ZAKARIA: Would you trade our educational system lock, stock and barrel for any other country's? The Singaporeans test very well. The Finns test very well. The Danes test very well. We don't.

Is there something lock, stock and barrel better about any other system?

GATES: I wouldn't trade with anyone.

We're a very large country. We have some big city challenges that many of those countries don't have. It's unbelievable that we are the melting pot, and it's great that we take on that challenge, which is not always easy. Our universities ...

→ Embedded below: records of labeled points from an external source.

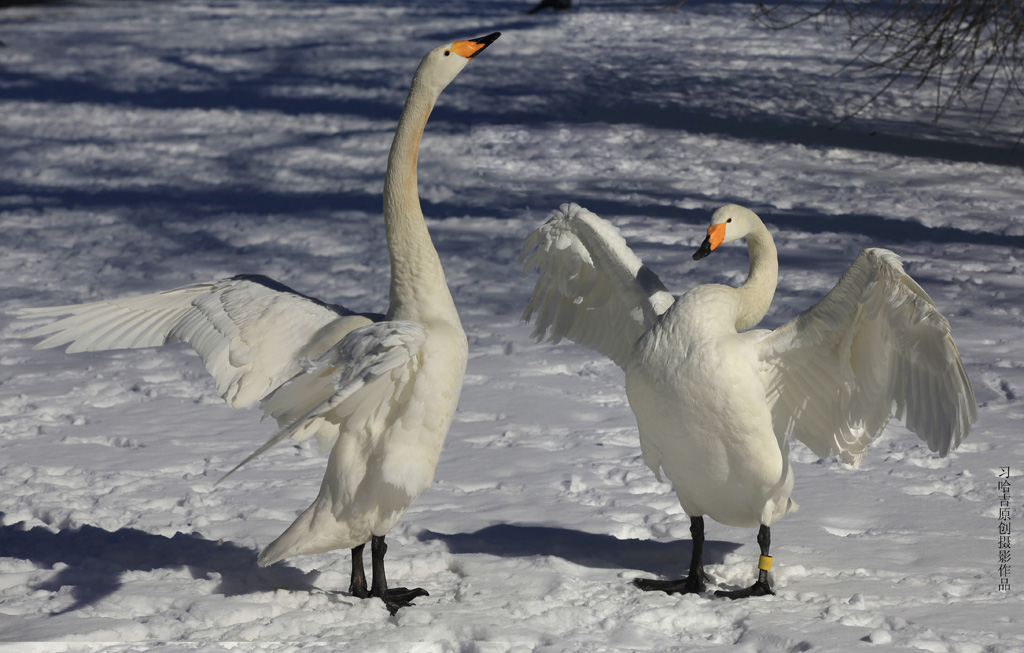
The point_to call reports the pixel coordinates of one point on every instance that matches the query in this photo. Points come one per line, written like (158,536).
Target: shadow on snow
(589,550)
(95,559)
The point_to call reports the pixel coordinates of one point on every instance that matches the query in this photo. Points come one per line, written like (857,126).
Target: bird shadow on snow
(669,559)
(93,560)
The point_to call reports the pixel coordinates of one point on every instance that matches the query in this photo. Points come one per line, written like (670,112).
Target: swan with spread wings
(716,400)
(378,391)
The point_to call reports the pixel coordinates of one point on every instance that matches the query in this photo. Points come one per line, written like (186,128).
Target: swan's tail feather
(307,534)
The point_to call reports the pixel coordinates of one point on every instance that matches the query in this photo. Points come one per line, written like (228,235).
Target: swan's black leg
(395,597)
(761,588)
(357,586)
(692,583)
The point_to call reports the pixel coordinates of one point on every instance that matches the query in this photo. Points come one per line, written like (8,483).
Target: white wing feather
(592,289)
(349,390)
(875,347)
(250,332)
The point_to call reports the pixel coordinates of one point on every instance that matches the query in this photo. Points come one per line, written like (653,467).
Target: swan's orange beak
(472,47)
(716,233)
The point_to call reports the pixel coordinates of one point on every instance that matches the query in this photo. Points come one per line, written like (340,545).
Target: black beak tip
(704,251)
(487,40)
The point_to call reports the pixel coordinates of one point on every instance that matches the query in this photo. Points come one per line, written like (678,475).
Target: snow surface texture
(148,145)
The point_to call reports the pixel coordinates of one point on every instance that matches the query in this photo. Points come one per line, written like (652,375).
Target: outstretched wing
(592,289)
(350,389)
(875,347)
(251,332)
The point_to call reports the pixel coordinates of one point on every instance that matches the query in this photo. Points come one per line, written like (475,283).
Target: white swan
(714,401)
(379,390)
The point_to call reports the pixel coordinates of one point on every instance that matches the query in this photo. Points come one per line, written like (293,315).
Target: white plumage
(716,401)
(380,391)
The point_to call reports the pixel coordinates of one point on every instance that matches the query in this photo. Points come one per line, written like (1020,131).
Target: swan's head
(442,63)
(730,222)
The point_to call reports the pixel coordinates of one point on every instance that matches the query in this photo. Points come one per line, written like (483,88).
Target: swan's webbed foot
(393,598)
(694,581)
(396,598)
(689,584)
(759,589)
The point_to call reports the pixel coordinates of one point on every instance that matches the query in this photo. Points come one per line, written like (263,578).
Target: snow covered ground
(146,145)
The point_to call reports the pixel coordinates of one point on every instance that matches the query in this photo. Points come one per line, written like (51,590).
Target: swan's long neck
(756,294)
(418,286)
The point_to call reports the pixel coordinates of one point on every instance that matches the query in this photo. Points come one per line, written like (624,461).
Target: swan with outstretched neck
(380,391)
(717,400)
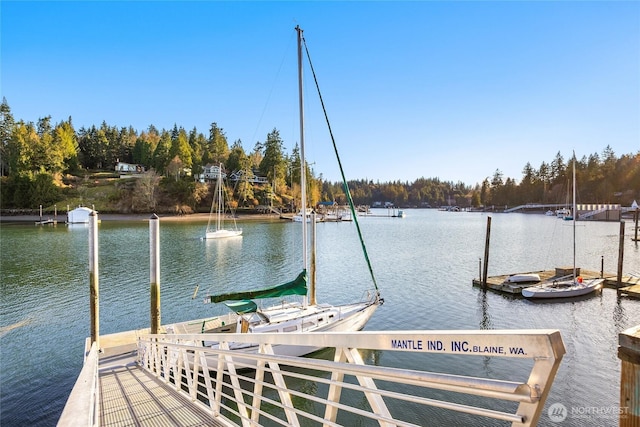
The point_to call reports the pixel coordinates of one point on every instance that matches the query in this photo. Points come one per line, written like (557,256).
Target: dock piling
(486,255)
(94,293)
(629,355)
(620,253)
(154,255)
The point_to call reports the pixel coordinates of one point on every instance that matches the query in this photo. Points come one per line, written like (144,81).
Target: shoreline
(197,217)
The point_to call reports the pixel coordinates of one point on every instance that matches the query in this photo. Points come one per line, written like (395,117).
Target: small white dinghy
(524,278)
(563,288)
(574,285)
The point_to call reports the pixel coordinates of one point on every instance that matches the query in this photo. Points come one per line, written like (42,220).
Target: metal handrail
(217,378)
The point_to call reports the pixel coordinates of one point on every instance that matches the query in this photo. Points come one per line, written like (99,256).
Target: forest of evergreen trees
(47,163)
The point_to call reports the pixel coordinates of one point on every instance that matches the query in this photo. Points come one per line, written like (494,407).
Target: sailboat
(574,285)
(217,230)
(305,316)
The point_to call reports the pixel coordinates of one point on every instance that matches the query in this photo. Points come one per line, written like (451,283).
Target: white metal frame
(232,384)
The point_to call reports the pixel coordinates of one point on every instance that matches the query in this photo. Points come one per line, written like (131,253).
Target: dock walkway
(130,396)
(175,380)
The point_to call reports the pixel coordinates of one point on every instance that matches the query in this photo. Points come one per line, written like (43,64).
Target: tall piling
(312,264)
(486,254)
(620,253)
(154,273)
(94,294)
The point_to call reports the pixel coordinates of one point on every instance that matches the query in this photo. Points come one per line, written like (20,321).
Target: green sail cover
(298,286)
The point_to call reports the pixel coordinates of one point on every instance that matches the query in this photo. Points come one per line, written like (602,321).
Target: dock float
(630,285)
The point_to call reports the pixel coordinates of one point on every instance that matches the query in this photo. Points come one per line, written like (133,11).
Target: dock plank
(129,396)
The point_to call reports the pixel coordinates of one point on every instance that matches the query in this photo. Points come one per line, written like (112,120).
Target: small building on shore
(79,215)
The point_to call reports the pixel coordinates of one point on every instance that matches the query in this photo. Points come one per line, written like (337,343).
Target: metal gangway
(366,378)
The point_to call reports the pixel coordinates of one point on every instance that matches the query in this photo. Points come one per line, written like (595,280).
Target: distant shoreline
(198,217)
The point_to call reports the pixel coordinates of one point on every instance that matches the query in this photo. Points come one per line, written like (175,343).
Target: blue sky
(453,90)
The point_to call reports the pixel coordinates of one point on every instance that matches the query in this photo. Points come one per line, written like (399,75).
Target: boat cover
(297,286)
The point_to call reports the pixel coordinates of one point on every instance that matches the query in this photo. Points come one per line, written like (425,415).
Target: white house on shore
(79,215)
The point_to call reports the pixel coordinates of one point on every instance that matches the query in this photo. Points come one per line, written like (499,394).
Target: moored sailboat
(305,316)
(571,286)
(217,229)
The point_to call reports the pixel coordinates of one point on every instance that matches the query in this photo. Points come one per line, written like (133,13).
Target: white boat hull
(346,318)
(563,289)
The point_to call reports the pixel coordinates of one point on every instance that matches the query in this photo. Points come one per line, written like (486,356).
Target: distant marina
(439,251)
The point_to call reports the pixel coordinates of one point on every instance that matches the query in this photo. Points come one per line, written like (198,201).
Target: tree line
(45,163)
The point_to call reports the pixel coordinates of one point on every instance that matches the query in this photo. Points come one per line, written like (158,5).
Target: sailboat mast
(303,169)
(574,213)
(220,200)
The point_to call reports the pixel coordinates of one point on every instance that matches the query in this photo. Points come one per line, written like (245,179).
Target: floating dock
(630,285)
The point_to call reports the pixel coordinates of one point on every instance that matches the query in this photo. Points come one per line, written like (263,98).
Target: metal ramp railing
(264,386)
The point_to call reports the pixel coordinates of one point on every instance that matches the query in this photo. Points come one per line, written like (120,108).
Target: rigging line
(268,101)
(344,180)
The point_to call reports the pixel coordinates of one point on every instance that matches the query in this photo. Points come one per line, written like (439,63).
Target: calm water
(423,263)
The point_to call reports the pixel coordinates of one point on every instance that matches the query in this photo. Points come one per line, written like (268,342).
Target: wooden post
(620,253)
(486,254)
(629,355)
(312,261)
(94,294)
(154,255)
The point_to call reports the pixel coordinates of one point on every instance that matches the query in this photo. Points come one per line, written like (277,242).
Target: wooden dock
(630,285)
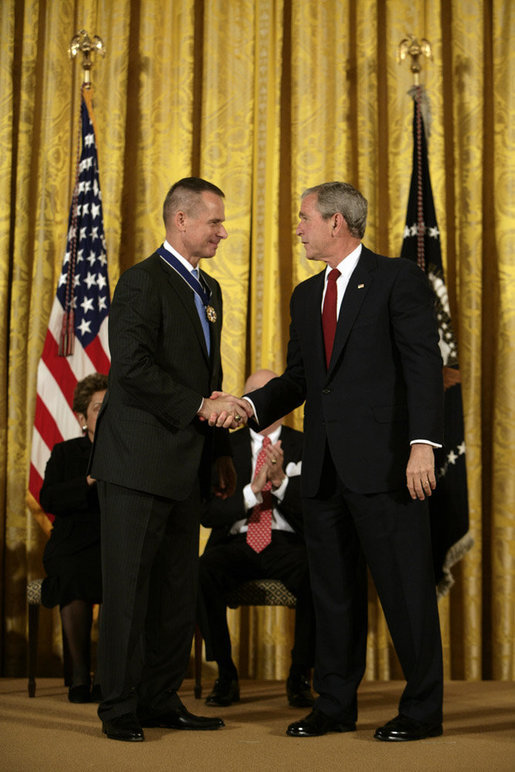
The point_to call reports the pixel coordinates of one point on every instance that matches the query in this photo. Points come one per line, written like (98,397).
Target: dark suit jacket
(222,514)
(147,437)
(383,386)
(66,494)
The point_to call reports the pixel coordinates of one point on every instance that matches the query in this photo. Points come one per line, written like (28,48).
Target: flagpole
(89,48)
(410,46)
(448,506)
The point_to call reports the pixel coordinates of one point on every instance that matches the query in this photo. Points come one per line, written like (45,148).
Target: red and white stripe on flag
(76,340)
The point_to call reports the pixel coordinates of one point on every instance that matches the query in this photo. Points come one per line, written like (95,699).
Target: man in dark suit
(363,355)
(152,457)
(229,559)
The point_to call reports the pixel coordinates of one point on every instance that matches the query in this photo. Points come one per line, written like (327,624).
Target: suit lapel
(215,327)
(185,295)
(314,311)
(359,284)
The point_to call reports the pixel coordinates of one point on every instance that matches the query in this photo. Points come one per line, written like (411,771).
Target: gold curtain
(265,98)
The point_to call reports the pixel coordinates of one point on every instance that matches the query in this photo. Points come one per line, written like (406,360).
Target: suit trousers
(150,577)
(390,532)
(226,566)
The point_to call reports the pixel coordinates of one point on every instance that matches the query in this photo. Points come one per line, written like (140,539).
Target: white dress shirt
(251,499)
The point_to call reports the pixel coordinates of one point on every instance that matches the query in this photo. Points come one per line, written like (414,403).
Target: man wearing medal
(152,458)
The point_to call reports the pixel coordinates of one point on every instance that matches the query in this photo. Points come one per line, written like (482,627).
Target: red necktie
(329,314)
(259,533)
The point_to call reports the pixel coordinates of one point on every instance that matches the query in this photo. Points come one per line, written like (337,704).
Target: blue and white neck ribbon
(200,291)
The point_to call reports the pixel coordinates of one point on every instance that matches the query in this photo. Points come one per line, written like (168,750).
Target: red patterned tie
(329,314)
(259,533)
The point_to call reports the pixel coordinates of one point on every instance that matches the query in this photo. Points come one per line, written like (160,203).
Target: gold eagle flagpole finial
(88,47)
(410,46)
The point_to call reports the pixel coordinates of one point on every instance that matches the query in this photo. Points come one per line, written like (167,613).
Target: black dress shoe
(225,692)
(96,693)
(402,729)
(316,724)
(79,693)
(180,718)
(298,691)
(126,728)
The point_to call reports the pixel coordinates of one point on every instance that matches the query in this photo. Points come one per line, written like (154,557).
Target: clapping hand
(271,470)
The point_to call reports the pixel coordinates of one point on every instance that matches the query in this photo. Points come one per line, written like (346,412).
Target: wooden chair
(33,604)
(258,592)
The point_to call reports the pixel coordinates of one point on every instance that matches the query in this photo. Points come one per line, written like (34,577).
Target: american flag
(76,339)
(448,505)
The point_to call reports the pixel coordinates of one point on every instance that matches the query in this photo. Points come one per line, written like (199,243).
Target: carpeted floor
(47,733)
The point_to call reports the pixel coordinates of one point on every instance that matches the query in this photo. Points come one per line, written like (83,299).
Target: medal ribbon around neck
(195,285)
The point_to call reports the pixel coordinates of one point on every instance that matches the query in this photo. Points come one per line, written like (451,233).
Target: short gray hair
(185,194)
(333,197)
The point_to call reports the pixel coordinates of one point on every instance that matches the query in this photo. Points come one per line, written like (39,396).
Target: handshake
(225,410)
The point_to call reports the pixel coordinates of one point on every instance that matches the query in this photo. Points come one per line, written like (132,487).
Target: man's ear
(180,220)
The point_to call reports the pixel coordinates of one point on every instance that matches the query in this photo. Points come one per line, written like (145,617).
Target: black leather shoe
(224,693)
(126,728)
(180,718)
(316,724)
(96,693)
(79,693)
(298,691)
(402,729)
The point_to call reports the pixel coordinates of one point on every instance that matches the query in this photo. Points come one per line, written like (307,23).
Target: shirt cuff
(426,442)
(253,408)
(280,491)
(250,498)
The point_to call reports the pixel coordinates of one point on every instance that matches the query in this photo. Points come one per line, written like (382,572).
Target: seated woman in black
(72,554)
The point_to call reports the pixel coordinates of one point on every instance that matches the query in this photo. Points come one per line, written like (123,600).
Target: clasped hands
(225,411)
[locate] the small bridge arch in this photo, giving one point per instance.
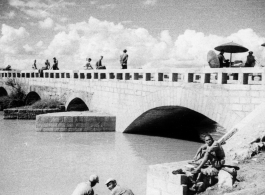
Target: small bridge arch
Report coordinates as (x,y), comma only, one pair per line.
(3,92)
(31,98)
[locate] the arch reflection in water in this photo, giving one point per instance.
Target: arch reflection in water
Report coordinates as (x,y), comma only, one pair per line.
(175,122)
(3,92)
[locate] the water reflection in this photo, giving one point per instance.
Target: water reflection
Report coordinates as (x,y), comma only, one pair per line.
(53,163)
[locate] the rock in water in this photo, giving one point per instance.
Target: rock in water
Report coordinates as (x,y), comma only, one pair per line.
(225,179)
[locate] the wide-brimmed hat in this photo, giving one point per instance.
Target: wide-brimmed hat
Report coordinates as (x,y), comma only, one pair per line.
(110,180)
(94,178)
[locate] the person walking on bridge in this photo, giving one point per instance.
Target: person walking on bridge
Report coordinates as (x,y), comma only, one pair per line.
(86,188)
(123,59)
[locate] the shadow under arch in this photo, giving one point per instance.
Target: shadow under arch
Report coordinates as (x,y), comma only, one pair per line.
(77,104)
(3,92)
(174,122)
(31,98)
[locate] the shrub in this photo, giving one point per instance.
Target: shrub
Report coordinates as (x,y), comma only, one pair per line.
(46,104)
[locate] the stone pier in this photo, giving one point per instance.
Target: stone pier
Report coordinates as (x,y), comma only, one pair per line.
(76,122)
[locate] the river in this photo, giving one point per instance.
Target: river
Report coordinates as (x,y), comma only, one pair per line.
(53,163)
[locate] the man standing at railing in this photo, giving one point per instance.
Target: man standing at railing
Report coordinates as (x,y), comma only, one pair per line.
(124,59)
(221,58)
(99,64)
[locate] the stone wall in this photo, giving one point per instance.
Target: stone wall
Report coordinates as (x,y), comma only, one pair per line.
(16,113)
(76,122)
(224,95)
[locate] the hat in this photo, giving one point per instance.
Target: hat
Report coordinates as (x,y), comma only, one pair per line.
(110,180)
(94,178)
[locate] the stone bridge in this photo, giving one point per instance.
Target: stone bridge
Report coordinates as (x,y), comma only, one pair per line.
(225,95)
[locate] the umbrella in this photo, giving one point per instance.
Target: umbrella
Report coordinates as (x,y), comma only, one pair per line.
(231,47)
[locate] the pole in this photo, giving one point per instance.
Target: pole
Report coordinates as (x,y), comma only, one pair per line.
(230,59)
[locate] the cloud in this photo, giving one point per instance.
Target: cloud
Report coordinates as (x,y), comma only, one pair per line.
(11,39)
(39,8)
(95,38)
(73,43)
(150,2)
(39,44)
(8,15)
(107,6)
(28,48)
(46,24)
(36,13)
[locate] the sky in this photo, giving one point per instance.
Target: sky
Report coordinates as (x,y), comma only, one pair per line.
(156,33)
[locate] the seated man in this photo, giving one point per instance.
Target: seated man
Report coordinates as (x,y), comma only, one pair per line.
(88,65)
(8,67)
(116,189)
(99,64)
(211,152)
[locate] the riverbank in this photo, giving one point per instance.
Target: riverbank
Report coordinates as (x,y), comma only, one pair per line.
(251,179)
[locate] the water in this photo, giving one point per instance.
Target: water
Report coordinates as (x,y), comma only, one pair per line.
(51,163)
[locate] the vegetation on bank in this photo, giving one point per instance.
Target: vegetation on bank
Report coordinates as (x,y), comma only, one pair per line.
(45,104)
(17,98)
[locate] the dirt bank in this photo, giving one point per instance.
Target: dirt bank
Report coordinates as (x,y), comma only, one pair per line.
(251,178)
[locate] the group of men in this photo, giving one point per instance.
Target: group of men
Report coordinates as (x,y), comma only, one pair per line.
(86,188)
(250,62)
(123,62)
(209,159)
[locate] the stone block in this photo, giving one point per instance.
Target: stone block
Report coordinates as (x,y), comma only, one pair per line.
(80,125)
(56,119)
(177,189)
(178,179)
(69,125)
(152,191)
(61,125)
(225,180)
(68,119)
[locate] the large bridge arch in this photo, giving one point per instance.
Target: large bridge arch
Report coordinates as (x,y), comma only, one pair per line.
(77,104)
(3,92)
(174,122)
(187,97)
(83,99)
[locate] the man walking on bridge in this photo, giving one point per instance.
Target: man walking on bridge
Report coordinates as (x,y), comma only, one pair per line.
(85,188)
(124,59)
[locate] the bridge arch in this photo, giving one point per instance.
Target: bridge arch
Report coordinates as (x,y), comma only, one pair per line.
(174,122)
(3,92)
(186,97)
(77,104)
(31,98)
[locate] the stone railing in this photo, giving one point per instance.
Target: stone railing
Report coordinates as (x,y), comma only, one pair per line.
(241,76)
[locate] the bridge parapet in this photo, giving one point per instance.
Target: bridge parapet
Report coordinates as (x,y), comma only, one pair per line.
(225,95)
(241,76)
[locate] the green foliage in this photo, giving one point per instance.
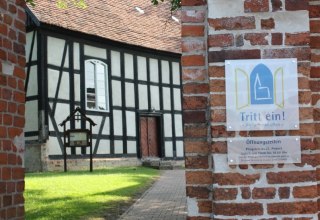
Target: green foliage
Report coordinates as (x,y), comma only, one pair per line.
(81,194)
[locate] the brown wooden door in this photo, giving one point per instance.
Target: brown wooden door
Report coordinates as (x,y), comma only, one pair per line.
(149,140)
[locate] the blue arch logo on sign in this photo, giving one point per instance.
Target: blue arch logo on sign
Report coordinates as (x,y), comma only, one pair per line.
(262,94)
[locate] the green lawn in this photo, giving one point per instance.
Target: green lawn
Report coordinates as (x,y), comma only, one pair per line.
(81,194)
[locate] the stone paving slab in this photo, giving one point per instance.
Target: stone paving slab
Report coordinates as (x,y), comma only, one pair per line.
(165,200)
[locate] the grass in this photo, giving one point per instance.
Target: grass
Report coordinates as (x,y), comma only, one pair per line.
(83,195)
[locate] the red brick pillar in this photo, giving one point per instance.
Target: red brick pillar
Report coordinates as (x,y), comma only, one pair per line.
(196,105)
(12,97)
(246,29)
(314,13)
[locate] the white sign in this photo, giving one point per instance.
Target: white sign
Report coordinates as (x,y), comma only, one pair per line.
(262,94)
(264,150)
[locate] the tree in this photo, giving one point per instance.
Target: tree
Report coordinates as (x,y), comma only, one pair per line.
(175,4)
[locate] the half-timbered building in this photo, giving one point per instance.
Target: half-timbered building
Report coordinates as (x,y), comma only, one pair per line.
(119,61)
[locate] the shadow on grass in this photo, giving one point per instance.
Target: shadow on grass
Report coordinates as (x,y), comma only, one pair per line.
(81,207)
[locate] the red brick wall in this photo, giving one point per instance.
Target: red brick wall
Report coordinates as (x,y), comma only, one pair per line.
(12,97)
(314,13)
(247,29)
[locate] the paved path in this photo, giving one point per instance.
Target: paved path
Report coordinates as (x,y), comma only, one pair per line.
(165,200)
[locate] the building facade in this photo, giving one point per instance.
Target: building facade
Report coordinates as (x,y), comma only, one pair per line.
(12,108)
(214,31)
(128,83)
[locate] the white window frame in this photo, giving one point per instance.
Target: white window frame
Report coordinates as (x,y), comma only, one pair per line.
(106,85)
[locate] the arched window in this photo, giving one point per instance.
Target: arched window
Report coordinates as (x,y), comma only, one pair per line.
(97,94)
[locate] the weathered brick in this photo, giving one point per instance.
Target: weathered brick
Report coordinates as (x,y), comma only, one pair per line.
(205,206)
(217,85)
(198,177)
(276,5)
(315,72)
(235,178)
(216,71)
(235,209)
(315,26)
(195,131)
(193,2)
(305,191)
(315,42)
(284,192)
(305,113)
(192,30)
(218,100)
(256,38)
(264,193)
(220,40)
(218,115)
(195,88)
(193,60)
(197,162)
(225,194)
(290,208)
(219,147)
(297,39)
(245,193)
(200,147)
(267,24)
(193,16)
(295,5)
(193,45)
(198,74)
(220,131)
(221,56)
(301,53)
(256,6)
(198,192)
(194,117)
(314,11)
(195,102)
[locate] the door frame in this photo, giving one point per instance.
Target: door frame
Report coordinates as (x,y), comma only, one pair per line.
(159,117)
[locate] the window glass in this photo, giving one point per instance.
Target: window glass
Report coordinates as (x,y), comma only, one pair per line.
(96,85)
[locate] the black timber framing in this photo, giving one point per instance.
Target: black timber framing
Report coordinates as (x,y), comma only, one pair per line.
(72,37)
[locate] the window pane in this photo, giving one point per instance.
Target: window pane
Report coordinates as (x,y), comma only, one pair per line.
(96,85)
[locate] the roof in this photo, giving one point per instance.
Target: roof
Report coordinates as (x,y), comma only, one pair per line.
(134,22)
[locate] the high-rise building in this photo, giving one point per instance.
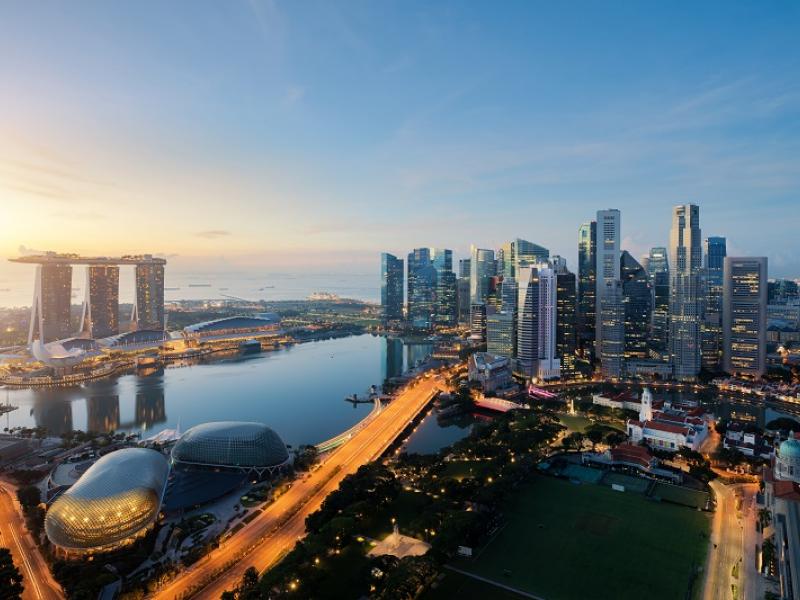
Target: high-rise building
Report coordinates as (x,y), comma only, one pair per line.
(536,322)
(477,322)
(500,333)
(607,262)
(566,321)
(464,267)
(100,315)
(587,292)
(148,310)
(685,291)
(612,321)
(462,300)
(714,251)
(482,268)
(745,315)
(421,284)
(517,253)
(52,300)
(446,299)
(391,287)
(446,309)
(637,300)
(658,269)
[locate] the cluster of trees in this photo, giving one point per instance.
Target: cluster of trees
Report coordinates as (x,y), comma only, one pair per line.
(10,577)
(330,561)
(30,498)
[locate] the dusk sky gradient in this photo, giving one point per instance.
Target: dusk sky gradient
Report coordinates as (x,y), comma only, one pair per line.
(280,136)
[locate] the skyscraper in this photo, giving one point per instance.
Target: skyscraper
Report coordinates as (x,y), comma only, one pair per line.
(745,315)
(612,321)
(637,300)
(517,253)
(500,333)
(658,269)
(482,267)
(52,299)
(608,257)
(714,251)
(536,322)
(421,284)
(100,315)
(566,323)
(587,292)
(391,287)
(446,290)
(462,300)
(148,310)
(685,291)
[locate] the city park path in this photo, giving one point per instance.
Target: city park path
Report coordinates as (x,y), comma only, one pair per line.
(36,577)
(263,541)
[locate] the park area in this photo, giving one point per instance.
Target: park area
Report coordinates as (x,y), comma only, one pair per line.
(565,541)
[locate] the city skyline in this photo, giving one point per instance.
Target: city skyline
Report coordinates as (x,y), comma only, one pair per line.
(325,139)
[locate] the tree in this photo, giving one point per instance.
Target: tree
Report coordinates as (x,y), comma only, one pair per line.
(29,496)
(576,438)
(764,518)
(595,436)
(10,577)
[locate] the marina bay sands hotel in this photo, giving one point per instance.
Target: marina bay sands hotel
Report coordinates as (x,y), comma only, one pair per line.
(52,295)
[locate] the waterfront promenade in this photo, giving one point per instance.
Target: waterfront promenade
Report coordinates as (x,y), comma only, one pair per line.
(274,532)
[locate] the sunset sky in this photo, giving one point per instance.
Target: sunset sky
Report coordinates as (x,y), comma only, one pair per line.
(295,135)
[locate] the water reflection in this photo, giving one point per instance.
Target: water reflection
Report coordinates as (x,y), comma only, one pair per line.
(299,391)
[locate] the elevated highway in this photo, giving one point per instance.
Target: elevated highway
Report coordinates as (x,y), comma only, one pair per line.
(263,541)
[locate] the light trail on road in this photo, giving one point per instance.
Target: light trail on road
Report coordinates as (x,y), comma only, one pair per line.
(263,541)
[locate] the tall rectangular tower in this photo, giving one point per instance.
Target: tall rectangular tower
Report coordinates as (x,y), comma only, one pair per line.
(391,287)
(149,306)
(607,263)
(100,316)
(744,320)
(685,291)
(587,292)
(52,299)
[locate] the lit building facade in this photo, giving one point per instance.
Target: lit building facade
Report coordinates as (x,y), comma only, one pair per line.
(116,501)
(536,322)
(637,299)
(587,292)
(566,321)
(52,300)
(500,332)
(714,252)
(421,294)
(658,269)
(612,322)
(685,292)
(149,306)
(100,315)
(745,315)
(391,287)
(607,262)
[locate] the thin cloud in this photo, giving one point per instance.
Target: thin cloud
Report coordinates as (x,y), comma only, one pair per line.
(213,234)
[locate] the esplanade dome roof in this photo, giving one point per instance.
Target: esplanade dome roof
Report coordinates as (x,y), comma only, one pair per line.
(115,500)
(239,444)
(790,448)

ZAKARIA: And which drags down our averages sometimes.

GATES: Absolutely.

Our universities are the envy of the world. If you take the top 20 universities in the world, I don't think you'll find anyone who wouldn't have at least 12 of them be U.S. universities, and some might have 19 of them be U.S. universities. Now, China sees that, and it's a great thing for the world. But they're taking Tsinghua, Beijing University and all the good universities, and trying to up-level those. They've made good progress. But we shouldn't trade with anybody.

Why are we the best in information technology and inventing new medicines? It's not because we have low defense costs. It's not because we have low medical costs. It's not because we have a simple society to get things done in.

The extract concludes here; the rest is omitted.